The thing in the sky was big and black and very low. It made no noise. It floated there, sinking slowly toward the ground. It filled half the sky.

"One of them UFOs," the attendant said. "First one I ever saw. God, it's big. I never thought they were that big."

The banker did not answer. He was too frozen to answer. He couldn't move a muscle.

Down the street, Sally, the waitress, screamed. She dropped the broom and ran, blindly, aimlessly, screaming all the while.

Stuffy Grant, startled at the screaming, lurched up from the nail keg and waddled out into the street before he saw the black bigness hanging in the sky. He tilted back so far in looking that he lost his balance, which wasn't as good as it might have been, a result of having finished off what was left in a bottle of rot-gut moonshine made by Abe Parker out somewhere in the bush. Stuffy went over backwards and came to a solid sitting position in the middle of the street. He scrambled frantically to regain his feet and ran. The cigar had fallen from his mouth and he did not retrace his steps to retrieve it. He had forgotten that he had it.
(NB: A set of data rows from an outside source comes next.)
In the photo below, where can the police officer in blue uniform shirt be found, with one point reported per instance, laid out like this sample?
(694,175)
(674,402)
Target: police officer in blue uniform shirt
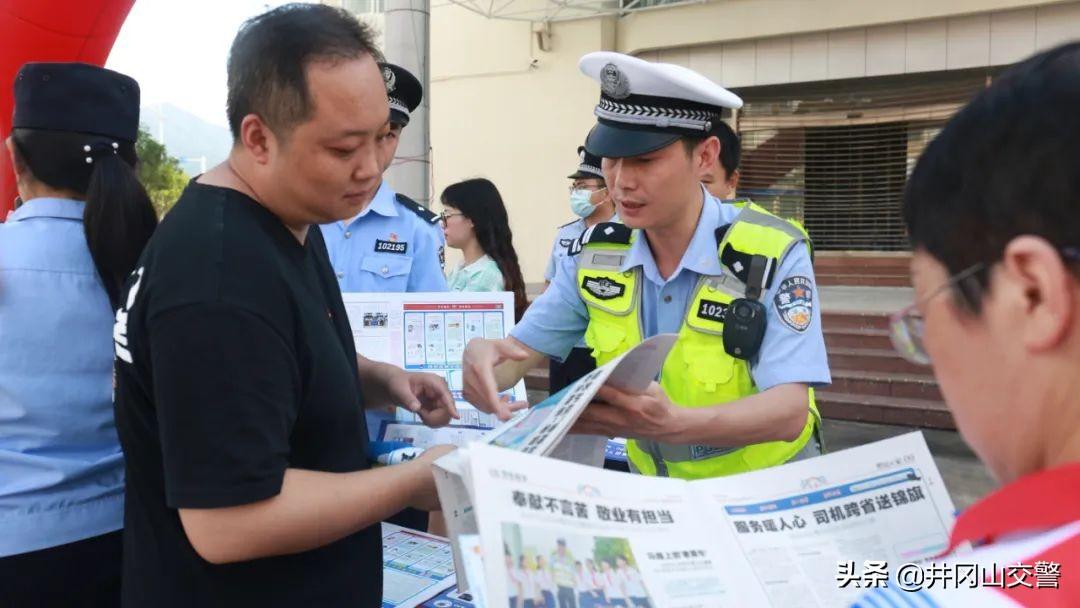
(64,254)
(592,203)
(394,244)
(653,133)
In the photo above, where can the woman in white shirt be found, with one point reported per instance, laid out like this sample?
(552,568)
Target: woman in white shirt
(613,585)
(527,584)
(544,583)
(475,221)
(514,591)
(634,583)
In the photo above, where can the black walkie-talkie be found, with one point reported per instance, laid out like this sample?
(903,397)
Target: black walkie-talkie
(745,319)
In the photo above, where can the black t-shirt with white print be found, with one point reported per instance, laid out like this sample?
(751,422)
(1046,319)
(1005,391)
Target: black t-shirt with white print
(234,362)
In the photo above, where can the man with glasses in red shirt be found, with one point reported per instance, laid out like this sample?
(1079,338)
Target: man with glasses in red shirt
(993,210)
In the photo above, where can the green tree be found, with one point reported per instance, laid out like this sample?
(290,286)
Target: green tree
(160,173)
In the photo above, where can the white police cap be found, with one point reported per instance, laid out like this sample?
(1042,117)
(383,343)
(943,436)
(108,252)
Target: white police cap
(645,106)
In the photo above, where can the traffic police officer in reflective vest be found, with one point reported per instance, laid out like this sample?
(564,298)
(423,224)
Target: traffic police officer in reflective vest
(734,283)
(395,244)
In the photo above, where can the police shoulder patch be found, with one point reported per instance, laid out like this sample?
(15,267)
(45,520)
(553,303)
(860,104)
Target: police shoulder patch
(424,213)
(602,287)
(794,302)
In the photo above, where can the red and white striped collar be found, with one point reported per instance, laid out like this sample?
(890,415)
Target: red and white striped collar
(1040,501)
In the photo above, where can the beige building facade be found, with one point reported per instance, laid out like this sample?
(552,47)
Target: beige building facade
(840,97)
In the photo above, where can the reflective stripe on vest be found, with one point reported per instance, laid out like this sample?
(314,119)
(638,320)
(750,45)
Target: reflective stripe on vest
(698,372)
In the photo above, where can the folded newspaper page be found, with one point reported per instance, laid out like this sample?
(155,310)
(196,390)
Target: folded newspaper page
(541,430)
(778,537)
In the barber shop, George quit his haircutting and ran to the window. He saw Sally and Stuffy fleeing in panic. He dropped his scissors and lunged for the wall back of the bar, clawing for the rifle. He worked the lever mechanism to jack a cartridge into the(chamber and leaped for the door.

Norton came out of the chair. "What's the matter, George? What's going on?"

The barber did not answer. The door slammed behind him.

Norton wrenched the door open, stepped out on the sidewalk. The barber was running down the street. The attendant from the gas station came running toward him.

"Over there, George," the attendant yelled, pointing to a vacant lot. "It came down near the river."

George plunged across the vacant lot. Norton and the attendant followed him. Kermit Jones, the banker, pelted along behind them, puffing and panting.